Le film a connu de nombreux problèmes pendant sa production. Alexandre Desplat, le célèbre compositeur français fût gentiment remercié par Disney et Chris Weitz, le scénariste aurait, selon les rumeurs, été très critiqué par les nouveaux propriétaires de la saga qui ont donc fait appel à Christopher McQuarrie au milieu du tournage afin d’améliorer le script actuel.

« Rogue One s’éloigne cependant du space opera original pour réaliser une œuvre où l’on retrouve des éléments de l’univers de George Lucas, non pas tels qu’ils étaient vraiment mais comme on s’en souvient. »

Gareth Edwards

Pourquoi j’ai voulu voir ce film ?

Je suis un énorme fan de l’univers créé par Georges Lucas dans les années 70. J’ai dû voir la plupart des films des centaines de fois, j’ai lu de nombreux romans et je possède un nombre incommensurable de goodies que je ne peux même plus faire le compte. J’attendais cependant qu’à moitié ce soit disant « spin-off ». Je mets entre guillemet, car j’évoquerai ce mot plus tard dans l’article. La bande annonce ne m’enthousiasmait pas, les soucis externes m’ont inquiété et le septième opus m’a gêné sur de nombreux points. Je suis donc parti dans la première séance de mon cinéma sur la pointe des pieds.

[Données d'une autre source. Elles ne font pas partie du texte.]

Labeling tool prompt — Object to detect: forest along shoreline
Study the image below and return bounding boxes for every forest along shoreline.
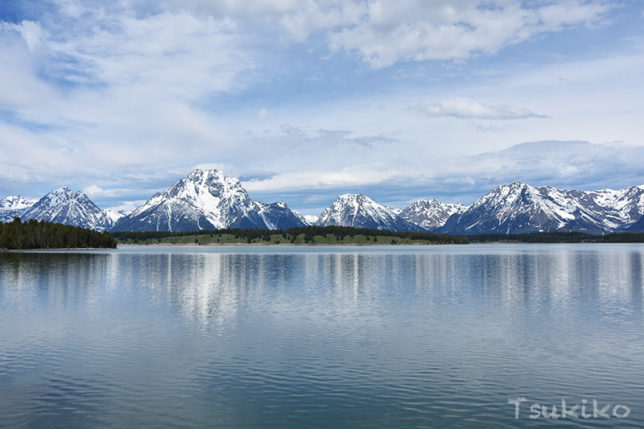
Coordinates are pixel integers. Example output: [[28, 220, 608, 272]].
[[0, 218, 644, 251]]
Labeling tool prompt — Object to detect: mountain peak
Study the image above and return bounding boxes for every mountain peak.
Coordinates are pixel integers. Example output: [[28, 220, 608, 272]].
[[316, 194, 423, 231], [400, 199, 467, 231], [113, 168, 304, 231], [20, 186, 113, 231]]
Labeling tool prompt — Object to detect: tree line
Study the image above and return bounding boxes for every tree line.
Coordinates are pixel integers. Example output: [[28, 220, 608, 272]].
[[0, 218, 116, 249], [112, 226, 468, 244]]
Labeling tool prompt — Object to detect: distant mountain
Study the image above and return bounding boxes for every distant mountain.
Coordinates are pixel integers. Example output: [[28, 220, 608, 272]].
[[315, 194, 423, 231], [439, 182, 644, 234], [0, 195, 38, 222], [399, 200, 467, 231], [103, 209, 128, 224], [302, 215, 320, 225], [112, 169, 305, 231], [625, 216, 644, 232], [20, 187, 113, 231]]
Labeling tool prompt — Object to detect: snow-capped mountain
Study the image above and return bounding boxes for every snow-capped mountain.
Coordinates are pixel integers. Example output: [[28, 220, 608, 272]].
[[399, 199, 467, 231], [315, 194, 423, 231], [0, 195, 38, 222], [103, 209, 128, 224], [112, 169, 304, 231], [439, 182, 644, 234], [626, 216, 644, 232], [20, 187, 113, 231], [302, 215, 320, 225]]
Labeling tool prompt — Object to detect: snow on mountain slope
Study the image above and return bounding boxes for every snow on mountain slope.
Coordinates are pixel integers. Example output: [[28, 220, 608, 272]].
[[399, 199, 467, 231], [316, 194, 423, 231], [439, 182, 644, 234], [112, 169, 304, 231], [21, 187, 113, 231], [0, 195, 38, 222]]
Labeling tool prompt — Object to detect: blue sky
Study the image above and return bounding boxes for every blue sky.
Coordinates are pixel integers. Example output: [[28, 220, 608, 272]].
[[0, 0, 644, 214]]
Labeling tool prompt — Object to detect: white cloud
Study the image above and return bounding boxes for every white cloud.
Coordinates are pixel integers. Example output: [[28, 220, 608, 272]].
[[411, 98, 545, 119], [329, 0, 611, 68]]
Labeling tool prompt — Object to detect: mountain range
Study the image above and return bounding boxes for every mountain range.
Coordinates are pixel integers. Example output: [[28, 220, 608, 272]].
[[0, 169, 644, 235]]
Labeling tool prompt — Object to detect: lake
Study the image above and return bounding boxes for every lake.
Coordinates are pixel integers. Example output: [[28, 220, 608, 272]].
[[0, 244, 644, 428]]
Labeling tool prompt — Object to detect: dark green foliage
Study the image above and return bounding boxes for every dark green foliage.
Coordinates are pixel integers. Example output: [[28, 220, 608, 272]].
[[0, 218, 116, 249], [112, 226, 468, 244]]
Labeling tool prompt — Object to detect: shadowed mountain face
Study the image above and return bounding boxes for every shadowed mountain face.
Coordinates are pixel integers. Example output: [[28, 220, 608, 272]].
[[399, 200, 467, 231], [112, 169, 305, 231], [20, 187, 114, 231], [0, 195, 38, 222], [316, 194, 424, 231], [439, 182, 644, 234]]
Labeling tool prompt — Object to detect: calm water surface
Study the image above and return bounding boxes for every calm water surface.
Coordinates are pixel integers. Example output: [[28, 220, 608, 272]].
[[0, 244, 644, 428]]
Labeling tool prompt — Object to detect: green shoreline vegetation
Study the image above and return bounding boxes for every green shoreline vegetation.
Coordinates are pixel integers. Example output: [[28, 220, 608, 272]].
[[113, 226, 469, 245], [0, 218, 117, 250], [0, 218, 644, 250], [112, 226, 644, 245]]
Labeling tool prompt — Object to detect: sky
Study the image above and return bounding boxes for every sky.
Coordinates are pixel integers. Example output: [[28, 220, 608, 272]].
[[0, 0, 644, 214]]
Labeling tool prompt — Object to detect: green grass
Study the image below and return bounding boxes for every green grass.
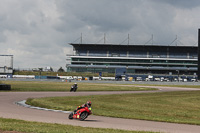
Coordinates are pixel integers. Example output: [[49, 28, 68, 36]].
[[28, 91, 200, 125], [0, 118, 153, 133], [2, 81, 157, 91]]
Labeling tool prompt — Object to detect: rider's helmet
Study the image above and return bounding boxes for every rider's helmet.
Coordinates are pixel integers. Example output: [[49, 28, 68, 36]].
[[87, 101, 92, 107]]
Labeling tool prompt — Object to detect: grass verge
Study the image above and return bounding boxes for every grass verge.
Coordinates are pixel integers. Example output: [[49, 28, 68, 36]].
[[0, 118, 153, 133], [27, 91, 200, 125], [2, 81, 157, 91]]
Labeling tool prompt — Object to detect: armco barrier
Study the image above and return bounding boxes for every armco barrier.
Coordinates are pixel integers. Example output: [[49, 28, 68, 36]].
[[0, 84, 11, 90]]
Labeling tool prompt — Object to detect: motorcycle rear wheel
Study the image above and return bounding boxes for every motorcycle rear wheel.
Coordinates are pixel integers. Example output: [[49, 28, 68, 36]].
[[80, 112, 88, 121]]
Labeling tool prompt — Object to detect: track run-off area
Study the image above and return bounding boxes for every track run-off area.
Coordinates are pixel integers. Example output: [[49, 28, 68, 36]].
[[0, 86, 200, 133]]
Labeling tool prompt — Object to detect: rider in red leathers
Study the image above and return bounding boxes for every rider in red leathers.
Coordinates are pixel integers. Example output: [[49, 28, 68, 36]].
[[74, 101, 92, 113]]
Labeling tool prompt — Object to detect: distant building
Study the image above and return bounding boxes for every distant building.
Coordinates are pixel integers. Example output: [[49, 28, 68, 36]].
[[0, 55, 13, 75], [66, 43, 198, 75]]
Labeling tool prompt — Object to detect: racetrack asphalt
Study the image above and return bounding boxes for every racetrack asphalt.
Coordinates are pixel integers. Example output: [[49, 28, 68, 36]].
[[0, 86, 200, 133]]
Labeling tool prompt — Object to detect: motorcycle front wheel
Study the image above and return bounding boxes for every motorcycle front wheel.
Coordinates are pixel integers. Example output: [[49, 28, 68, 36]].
[[68, 113, 73, 119], [80, 112, 88, 121]]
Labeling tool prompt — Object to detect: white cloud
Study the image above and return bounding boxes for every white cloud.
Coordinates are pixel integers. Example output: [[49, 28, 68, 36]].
[[0, 0, 200, 68]]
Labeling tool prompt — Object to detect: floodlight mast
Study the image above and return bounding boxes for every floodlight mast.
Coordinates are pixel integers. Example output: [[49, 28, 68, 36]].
[[197, 29, 200, 80]]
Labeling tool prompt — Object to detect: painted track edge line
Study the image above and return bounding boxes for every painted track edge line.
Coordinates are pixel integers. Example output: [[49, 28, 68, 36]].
[[15, 100, 71, 114]]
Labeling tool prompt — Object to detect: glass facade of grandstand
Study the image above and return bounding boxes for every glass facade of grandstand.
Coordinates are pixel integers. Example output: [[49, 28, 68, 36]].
[[67, 44, 198, 75]]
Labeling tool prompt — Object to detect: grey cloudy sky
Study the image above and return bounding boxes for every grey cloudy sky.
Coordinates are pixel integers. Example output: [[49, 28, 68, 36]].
[[0, 0, 200, 69]]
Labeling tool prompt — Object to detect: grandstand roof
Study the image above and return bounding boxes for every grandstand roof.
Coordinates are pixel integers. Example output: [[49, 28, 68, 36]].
[[69, 43, 198, 48]]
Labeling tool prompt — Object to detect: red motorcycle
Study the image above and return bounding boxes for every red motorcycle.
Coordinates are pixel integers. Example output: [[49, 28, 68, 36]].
[[68, 107, 92, 121]]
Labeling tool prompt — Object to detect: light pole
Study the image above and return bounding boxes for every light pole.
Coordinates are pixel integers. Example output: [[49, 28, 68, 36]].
[[176, 70, 179, 82]]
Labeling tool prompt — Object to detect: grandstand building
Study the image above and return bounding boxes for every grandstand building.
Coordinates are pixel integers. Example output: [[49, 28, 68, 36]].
[[0, 55, 13, 75], [66, 43, 198, 75]]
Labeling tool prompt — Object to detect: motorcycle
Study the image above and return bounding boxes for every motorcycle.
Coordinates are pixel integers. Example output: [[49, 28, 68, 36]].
[[70, 85, 77, 92], [68, 107, 92, 121]]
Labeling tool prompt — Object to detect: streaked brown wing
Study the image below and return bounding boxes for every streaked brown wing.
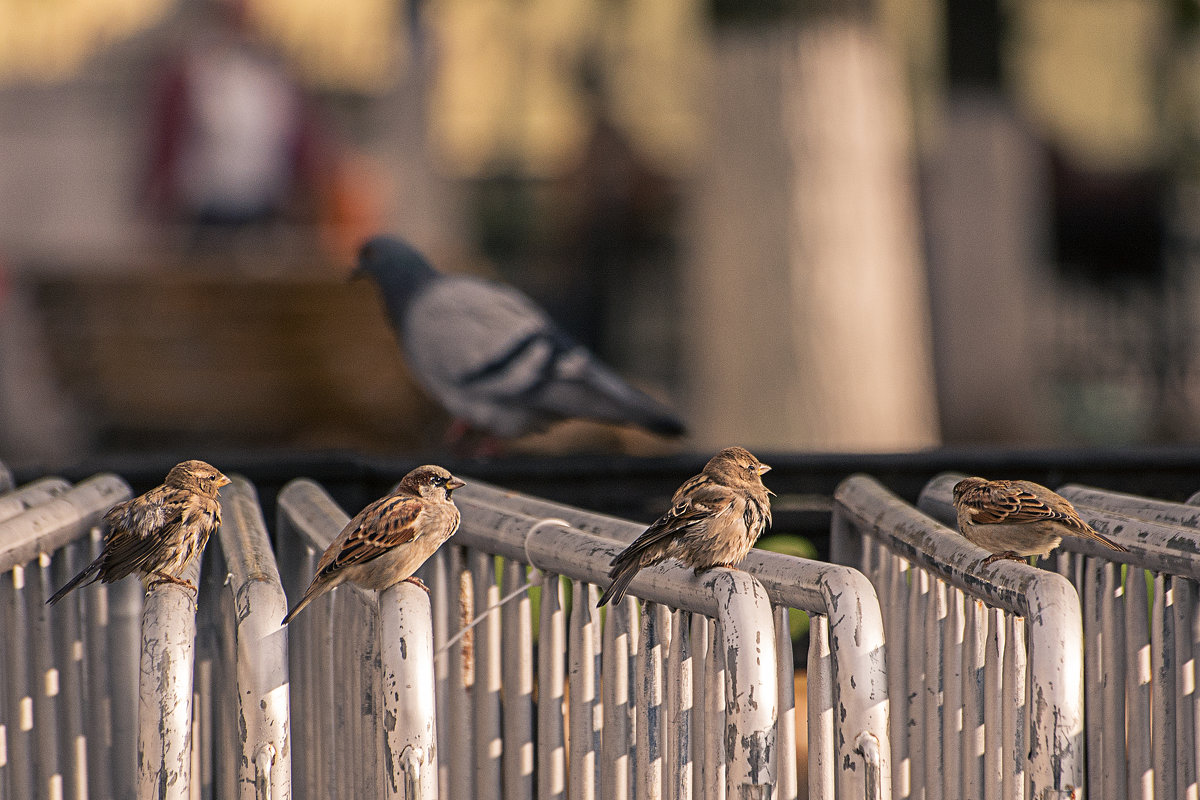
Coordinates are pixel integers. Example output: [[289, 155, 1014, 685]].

Un petit mot sur l’histoire ?

En 1977, Georges Lucas sort Star Wars IV : Un nouvel espoir. On apprend rapidement dans cette œuvre que la princesse Leia tente de transmettre les plans de l’étoile noire aux rebelles afin de détruire l’Empire ou de manière plus générique, les méchants. Rogue one est un préquel plus qu’un spin-off de mon humble avis. L’épisode se déroule quelques années puis quelques jours avant cet évènement et raconte l’histoire de la création de l’étoile noire jusqu’à la recherche des plans dont j’ai parlé un peu plus haut. Cette œuvre n’est pas un spin-off si elle a un lien direct sur le récit. Si on joue sur les mots et qu’on me ressort la définition du terme, pourquoi n’appelons-nous pas la deuxième trilogie des spin-offs ? S’ils sont si intéressés par des spin-off pourquoi raconter cette histoire ? On aurait pu évoquer celle de Yoda ou de manière plus vaste l’avènement de la République Galactique ou l’apparition des Jedi ; non, Disney décide de nous conter une histoire étroitement liée à ce qu’il considère être la trame directrice de l’univers inventé par Lucas. Cela ne me dérange pas, mais c’est joué sur les mots que de décrire cette œuvre comme un spin-off et non un préquel.

Les premières minutes ?

De manière assez paradoxale, la première demi-heure du film est celle que j’aime le moins apprécié alors que c’est celle qui a le plus d’intérêt cinématographique. Je reviendrai plus en détail sur ces critiques, mais pour être assez vague, le film est coupé en deux parties. La première semble être une critique sociétale alors que la seconde est un mélange de divertissement et de fanbase. Si je critique quelques lignes plus haut le mot « spin-off », les premières minutes vont pourtant dans ce sens. Bien que l’on nous évoque l’étoile noire, l’histoire choisit une autre priorité. On nous fait découvrir de nouveaux personnages, une ambiance post-guerre et on a une belle vision de ce qu’est une rébellion. Dommage qu’ensuite ces personnages perdent toute saveur et deviennent une pièce et non la base de l’édifice.

rogue-one

Le casting ?

Deuxième coup de gueule de la journée, car des fois il est bon de gueuler, même dans le vide, c’est la transformation du cinéma. J’en ai marre de devoir me coltiner un film en VF et en 3D si je souhaite avoir accès à du Dolby Atmos. Alors pour ce qui est de la version française, j’espère qu’ils arrêteront de prendre les gens pour des automates et les encourager à rester superficiels. Un acteur n’est pas qu’un corps ! Un comédien ne joue pas qu’avec son physique, son jeu possède autant voir plus de force par son intonation de voix et sa façon de retranscrire à l’écran son texte que par sa démarche ou ses mimiques de visage. Je n’ai rien contre les doubleurs, c’est un métier légitime et j’espère qu’ils auront toujours une profession dans 20 ans, mais à une époque, ils avaient du temps pour le faire. Aujourd’hui, la mondialisation et la pluralité du cinéma l’en empêche, mais qu’est-ce que c’est gavant. Je n’ai pas spécialement quelque chose à dire sur les doubleurs de Star Wars : A Rogue One, mis à part une ou deux scènes de Felicity Jones et la plupart des interventions de Forest Whitaker, mais j’en ai marre.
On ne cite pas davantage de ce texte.